- Type of project: ₹1,00,116 for a girl’s wedding
- Location: Telangana, India
- Founder: Government of Telangana
- Chief Minister: Kalvakuntla Chandrashekhar Rao
- Established: 2 October 2014
- Budget: ₹1450 crores per year
- Status: Active

= Kalyana Lakshmi - Shaadi Mubarak =

Government scheme for the poor in Telangana, India

Kalyana Lakshmi Scheme or Shaadi Mubarak is a welfare scheme for providing financial assistance for marriages by the Government of Telangana, a novel scheme for all poor people in the state.
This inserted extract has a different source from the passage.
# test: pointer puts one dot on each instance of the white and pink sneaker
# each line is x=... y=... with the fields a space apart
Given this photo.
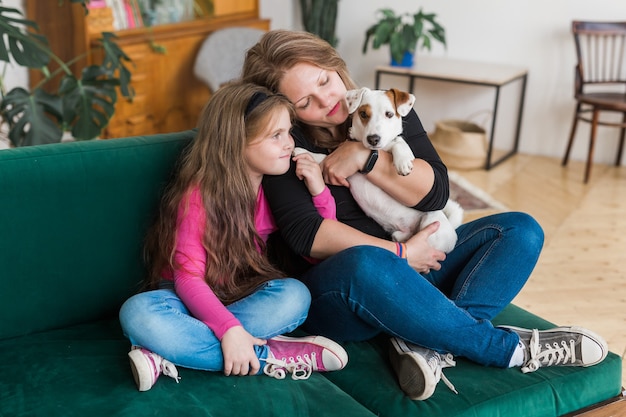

The scheme gives an assistance of ₹1,00,116, and is aimed at preventing child marriages and support marriage expense for financially distressed families. By March 2018, the beneficiaries stood at 3,90,000.

==History==
The scheme was launched by the Government of Telangana on 2 October 2014 by Kalvakuntla Chandrashekar Rao, the Chief Minister of Telangana, providing Rs51,000 to families from scheduled castes and tribes and later to all poor families in the state.

==The scheme==
The financial assistance was increased to ₹1,00,116 on 19 March 2018 from ₹75,116. It is provided to the bride's family at the time of marriage to meet the marriage expenses. The budget allocated, ₹1450 crores, for the year 2018–19. Under Kalyana Lakshmi Scheme the budget allocated ₹1350 crores for the year 2020-21.

==Eligibility==
A Telangana resident girl, over 18 years of age, belonging to any community with a combined annual income of her parents not exceeding ₹2 lakh is eligible for the Scheme.
The unmarried girl from the SC/ST/BC/EBC category should be a Telangana resident, and their age should be above 18 at the time of their marriage.